PolarDB-X 2.0

更新时间:
复制 MD 格式

DataWorks Data Integration supports PolarDB-X 2.0 as both a source and destination for offline (batch) synchronization tasks. This page covers supported capabilities, prerequisites, and script parameter reference for PolarDB-X 2.0 Reader and Writer.

Setup overview

To synchronize data between PolarDB-X 2.0 and other systems, complete these steps:

  1. Confirm you are using PolarDB-X 2.0 (not PolarDB-X 1.0).

  2. Grant the required permissions to the database account DataWorks will use.

  3. Add the PolarDB-X 2.0 data source in DataWorks.

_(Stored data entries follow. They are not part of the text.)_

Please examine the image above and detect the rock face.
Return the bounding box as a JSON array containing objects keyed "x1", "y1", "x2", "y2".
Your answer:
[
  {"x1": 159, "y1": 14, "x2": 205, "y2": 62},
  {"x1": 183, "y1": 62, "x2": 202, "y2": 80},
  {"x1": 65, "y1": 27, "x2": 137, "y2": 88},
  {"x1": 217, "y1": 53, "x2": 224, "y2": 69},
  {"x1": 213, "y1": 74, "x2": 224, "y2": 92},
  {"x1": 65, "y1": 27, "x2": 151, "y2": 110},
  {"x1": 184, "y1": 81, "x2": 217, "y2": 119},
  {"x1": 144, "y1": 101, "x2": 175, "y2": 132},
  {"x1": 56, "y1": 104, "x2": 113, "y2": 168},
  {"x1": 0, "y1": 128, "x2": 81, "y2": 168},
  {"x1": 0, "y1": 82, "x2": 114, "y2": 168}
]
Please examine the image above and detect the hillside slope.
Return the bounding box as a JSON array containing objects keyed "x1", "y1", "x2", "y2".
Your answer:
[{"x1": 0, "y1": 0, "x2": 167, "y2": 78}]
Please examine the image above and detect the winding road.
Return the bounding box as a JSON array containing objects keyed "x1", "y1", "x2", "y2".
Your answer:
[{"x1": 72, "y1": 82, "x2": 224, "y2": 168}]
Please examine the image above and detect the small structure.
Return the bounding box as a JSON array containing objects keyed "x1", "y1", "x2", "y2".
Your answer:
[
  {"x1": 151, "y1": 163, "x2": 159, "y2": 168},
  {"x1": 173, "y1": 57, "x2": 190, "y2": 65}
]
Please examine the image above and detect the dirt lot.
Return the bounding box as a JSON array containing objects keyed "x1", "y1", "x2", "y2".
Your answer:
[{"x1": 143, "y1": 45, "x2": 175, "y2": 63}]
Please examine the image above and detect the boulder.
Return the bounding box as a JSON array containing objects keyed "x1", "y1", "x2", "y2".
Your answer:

  4. Configure and run an offline synchronization task.

Supported versions

Offline read and write: PolarDB-X 2.0. Offline synchronization can also read data from views.

Limits

PolarDB-X 2.0 data sources support serverless resource groups (recommended) and exclusive resource groups for Data Integration.

Supported field types

For a complete list of PolarDB-X 2.0 field types, see Data types. The table below lists the major field types and their support status.

Field type

Offline read (PolarDB-X 2.0 Reader)

Offline write (PolarDB-X 2.0 Writer)

TINYINT

Supported

Supported

SMALLINT

Supported

Supported

INTEGER

Supported

Supported

BIGINT

Supported

Supported

FLOAT

Supported

Supported

DOUBLE

Supported

Supported

DECIMAL/NUMERIC

Supported

Supported

REAL

Not supported

Not supported

VARCHAR

Supported

Supported

JSON

Supported

Supported

TEXT

Supported

Supported

MEDIUMTEXT

Supported

Supported

LONGTEXT

Supported

Supported

VARBINARY

Supported

Supported

BINARY

Supported

Supported

TINYBLOB

Supported

Supported

MEDIUMBLOB

Supported

Supported

LONGBLOB

Supported

Supported

ENUM

Supported

Supported

SET

Supported

Supported

BOOLEAN

Supported

Supported

BIT

Supported

Supported

DATE

Supported

Supported

DATETIME

Supported

Supported

TIMESTAMP

Supported

Supported

TIME

Supported

Supported

YEAR

Supported

Supported

LINESTRING

Not supported

Not supported

POLYGON

Not supported

Not supported

MULTIPOINT

Not supported

Not supported

MULTILINESTRING

Not supported

Not supported

MULTIPOLYGON

Not supported

Not supported

GEOMETRYCOLLECTION

Not supported

Not supported

Prerequisites

Before you begin, ensure that you have:

  • Confirmed you are running PolarDB-X 2.0. For PolarDB-X 1.0, use the DRDS data source instead.

  • A PolarDB-X 2.0 account with the permissions described below.

Grant account permissions

Create a dedicated PolarDB-X 2.0 account for DataWorks access, then grant the appropriate permissions based on your synchronization scenario.

Offline read (SELECT permission on source table)

The account must have the SELECT permission on the source table.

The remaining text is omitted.